One obvious problem of corporate whitewashing is the unevenness with which it is applied. Racism is bad, but so is much else. And yet our soi-disant “anti-racist” universities rarely if ever call themselves “anti-genocide” or “anti-corruption” or “anti-censorship” or (for that matter) “anti-corporate-bullshit”. In summer 2020, you could hardly move for universities making fatuous assertions of “solidarity” with victims of racism. But you won’t find similarly prominent (and probably not any) support, from the same sources, for free speech in Hong Kong or for the non-extermination of the Uyghurs. But then upsetting China might affect your bottom line.
This isn’t empty whataboutery. Making corporate statements on racism, and not on these other things, means implicitly ranking anti-racism as the more pressing cause. Confiscating their time and attention for anti-racism training means imposing the same judgment on its staff and students; in effect, doing our thinking for us. Thanks for the offer, but I think we can manage for ourselves.
Whatever the source of demand for training, supply has rushed in to meet it. The winners are (a) the university leaders who can loudly proclaim their woke credentials and (b) the diversity-industrial complex whose clients they are. The immediate losers are the staff and students who expected, and deserved, to give or get education not indoctrination; but in time the losers will be all of us.
It isn’t too late, though. The obvious solution is the immediate and permanent scrapping of any kind of politically or ideologically oriented training or induction. It has no place in a university.
Then, enforce explicit institutional neutrality. In February 1967, the President of Chicago University appointed law professor Harry Kalven Jr to chair a committee tasked with preparing a “statement on the University’s role in political and social action”. The upshot was the Kalven Report, which stated in the clearest possible terms both the essential function of the University and the essential requirement for political neutrality that followed:
The mission of the university is the discovery, improvement, and dissemination of knowledge. Its domain of inquiry and scrutiny includes all aspects and all values of society… A university, if it is to be true to its faith in intellectual inquiry, must embrace, be hospitable to, and encourage the widest diversity of views within its own community… It cannot insist that all of its members favour a given view of social policy.
These words should be installed in 10-foot high neon in the office of every Vice-Chancellor in the country. And their universities should commit, publicly and non-negotiably, never to take a corporate stance, in any direction, on any political or social question.

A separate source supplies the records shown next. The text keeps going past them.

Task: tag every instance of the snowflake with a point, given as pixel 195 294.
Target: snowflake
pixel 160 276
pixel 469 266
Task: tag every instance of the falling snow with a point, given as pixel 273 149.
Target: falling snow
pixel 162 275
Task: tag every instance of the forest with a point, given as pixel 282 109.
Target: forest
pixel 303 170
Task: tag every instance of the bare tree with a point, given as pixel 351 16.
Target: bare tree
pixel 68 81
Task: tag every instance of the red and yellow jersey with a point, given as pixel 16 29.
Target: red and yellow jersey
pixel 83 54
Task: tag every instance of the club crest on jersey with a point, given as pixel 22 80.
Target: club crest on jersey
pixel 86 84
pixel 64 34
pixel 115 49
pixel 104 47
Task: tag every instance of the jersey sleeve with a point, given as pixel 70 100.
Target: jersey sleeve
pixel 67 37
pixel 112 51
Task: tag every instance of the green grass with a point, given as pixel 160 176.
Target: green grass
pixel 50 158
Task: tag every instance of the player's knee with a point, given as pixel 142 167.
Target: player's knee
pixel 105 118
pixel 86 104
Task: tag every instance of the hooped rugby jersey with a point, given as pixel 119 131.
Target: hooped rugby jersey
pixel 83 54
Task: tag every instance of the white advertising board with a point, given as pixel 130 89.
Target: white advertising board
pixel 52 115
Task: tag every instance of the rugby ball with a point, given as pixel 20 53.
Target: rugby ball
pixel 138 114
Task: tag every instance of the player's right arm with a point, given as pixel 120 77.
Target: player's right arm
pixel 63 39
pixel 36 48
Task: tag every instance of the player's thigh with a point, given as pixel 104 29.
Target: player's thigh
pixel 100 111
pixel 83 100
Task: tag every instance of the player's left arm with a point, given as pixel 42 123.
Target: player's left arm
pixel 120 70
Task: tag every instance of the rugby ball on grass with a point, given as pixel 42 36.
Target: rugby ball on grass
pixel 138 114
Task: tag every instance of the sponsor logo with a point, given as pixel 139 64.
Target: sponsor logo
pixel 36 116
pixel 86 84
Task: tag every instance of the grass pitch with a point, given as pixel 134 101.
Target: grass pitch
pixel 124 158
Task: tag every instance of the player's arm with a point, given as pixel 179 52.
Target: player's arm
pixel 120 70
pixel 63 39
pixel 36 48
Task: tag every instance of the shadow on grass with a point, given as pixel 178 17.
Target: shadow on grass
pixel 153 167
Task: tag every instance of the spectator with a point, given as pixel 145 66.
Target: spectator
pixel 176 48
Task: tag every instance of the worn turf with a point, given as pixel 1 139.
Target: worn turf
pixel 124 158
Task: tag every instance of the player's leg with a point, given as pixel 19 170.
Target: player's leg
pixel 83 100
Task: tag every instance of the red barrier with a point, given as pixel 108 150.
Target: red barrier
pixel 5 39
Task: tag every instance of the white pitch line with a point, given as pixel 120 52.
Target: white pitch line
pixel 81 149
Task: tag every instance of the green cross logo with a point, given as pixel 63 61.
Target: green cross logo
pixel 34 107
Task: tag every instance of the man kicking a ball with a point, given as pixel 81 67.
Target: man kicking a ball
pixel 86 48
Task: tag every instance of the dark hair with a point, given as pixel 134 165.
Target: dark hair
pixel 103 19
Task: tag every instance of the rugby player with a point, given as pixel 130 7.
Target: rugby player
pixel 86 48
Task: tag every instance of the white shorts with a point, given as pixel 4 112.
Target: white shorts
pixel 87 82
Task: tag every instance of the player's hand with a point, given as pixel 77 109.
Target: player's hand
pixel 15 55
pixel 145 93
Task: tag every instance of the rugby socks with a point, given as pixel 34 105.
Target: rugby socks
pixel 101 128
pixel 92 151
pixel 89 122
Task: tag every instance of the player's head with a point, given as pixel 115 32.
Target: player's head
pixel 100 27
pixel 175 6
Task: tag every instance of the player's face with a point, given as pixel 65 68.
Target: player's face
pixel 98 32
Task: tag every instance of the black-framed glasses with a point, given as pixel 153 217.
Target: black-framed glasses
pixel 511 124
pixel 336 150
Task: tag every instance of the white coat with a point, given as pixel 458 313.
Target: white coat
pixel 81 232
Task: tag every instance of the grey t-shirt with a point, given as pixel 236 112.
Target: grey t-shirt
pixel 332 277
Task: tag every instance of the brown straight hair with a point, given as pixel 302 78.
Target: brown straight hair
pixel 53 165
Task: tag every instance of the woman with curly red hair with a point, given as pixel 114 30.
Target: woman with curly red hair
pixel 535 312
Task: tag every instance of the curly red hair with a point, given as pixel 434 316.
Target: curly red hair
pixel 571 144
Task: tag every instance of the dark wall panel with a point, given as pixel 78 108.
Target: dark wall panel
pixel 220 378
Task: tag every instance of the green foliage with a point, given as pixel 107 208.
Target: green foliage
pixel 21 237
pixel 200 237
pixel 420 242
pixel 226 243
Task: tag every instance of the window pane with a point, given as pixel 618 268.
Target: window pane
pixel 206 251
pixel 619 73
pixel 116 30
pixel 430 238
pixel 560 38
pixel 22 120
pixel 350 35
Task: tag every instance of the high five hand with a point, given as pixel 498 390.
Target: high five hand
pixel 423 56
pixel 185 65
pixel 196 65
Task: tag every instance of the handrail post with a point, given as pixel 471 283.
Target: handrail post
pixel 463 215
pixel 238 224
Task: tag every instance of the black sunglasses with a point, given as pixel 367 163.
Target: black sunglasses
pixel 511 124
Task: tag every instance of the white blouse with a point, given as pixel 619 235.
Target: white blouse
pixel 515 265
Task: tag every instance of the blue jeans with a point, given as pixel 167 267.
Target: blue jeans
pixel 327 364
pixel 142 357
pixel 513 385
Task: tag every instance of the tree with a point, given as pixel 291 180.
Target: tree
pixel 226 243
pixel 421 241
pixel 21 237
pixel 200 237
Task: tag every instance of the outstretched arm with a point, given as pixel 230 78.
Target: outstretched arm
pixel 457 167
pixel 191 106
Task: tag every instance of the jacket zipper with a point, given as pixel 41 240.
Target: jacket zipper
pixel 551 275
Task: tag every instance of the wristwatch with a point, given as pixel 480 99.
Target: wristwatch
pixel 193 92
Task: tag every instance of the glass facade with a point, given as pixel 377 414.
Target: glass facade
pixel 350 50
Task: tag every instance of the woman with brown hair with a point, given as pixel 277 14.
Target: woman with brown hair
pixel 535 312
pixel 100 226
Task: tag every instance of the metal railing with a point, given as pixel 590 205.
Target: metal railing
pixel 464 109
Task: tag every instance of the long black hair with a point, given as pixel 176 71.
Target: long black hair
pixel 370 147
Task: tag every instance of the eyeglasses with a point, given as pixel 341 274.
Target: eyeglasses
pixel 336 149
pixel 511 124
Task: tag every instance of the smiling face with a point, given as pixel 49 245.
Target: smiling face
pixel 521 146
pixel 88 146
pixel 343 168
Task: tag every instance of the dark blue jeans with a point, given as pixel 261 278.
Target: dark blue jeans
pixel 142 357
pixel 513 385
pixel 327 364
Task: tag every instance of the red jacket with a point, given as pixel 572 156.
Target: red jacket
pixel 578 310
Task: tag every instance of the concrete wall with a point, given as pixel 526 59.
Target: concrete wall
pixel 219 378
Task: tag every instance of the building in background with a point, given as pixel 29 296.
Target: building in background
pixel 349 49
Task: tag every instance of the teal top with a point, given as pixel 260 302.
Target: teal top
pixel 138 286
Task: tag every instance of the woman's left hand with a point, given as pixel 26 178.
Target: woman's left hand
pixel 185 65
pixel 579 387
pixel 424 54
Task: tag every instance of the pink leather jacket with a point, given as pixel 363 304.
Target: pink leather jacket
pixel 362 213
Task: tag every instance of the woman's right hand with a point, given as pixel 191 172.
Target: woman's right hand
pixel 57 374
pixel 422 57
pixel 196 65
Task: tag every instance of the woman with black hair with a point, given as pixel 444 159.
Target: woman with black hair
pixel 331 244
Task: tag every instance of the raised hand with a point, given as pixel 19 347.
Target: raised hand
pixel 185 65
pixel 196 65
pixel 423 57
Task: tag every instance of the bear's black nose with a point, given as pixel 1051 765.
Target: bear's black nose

The Higher Education Bill currently going through Parliament imposes a new duty on universities to promote the importance of free speech. Clarifying what this means will be the job of guidance to be issued by the Office for Students. That guidance should recommend both the scrapping of political training and the adoption of institutional neutrality. Doing that and then enforcing it would clearly signal, what I very much hope is true, that the regulator sees the difference between properly run universities and the sheep-factories that they are on the way to becoming.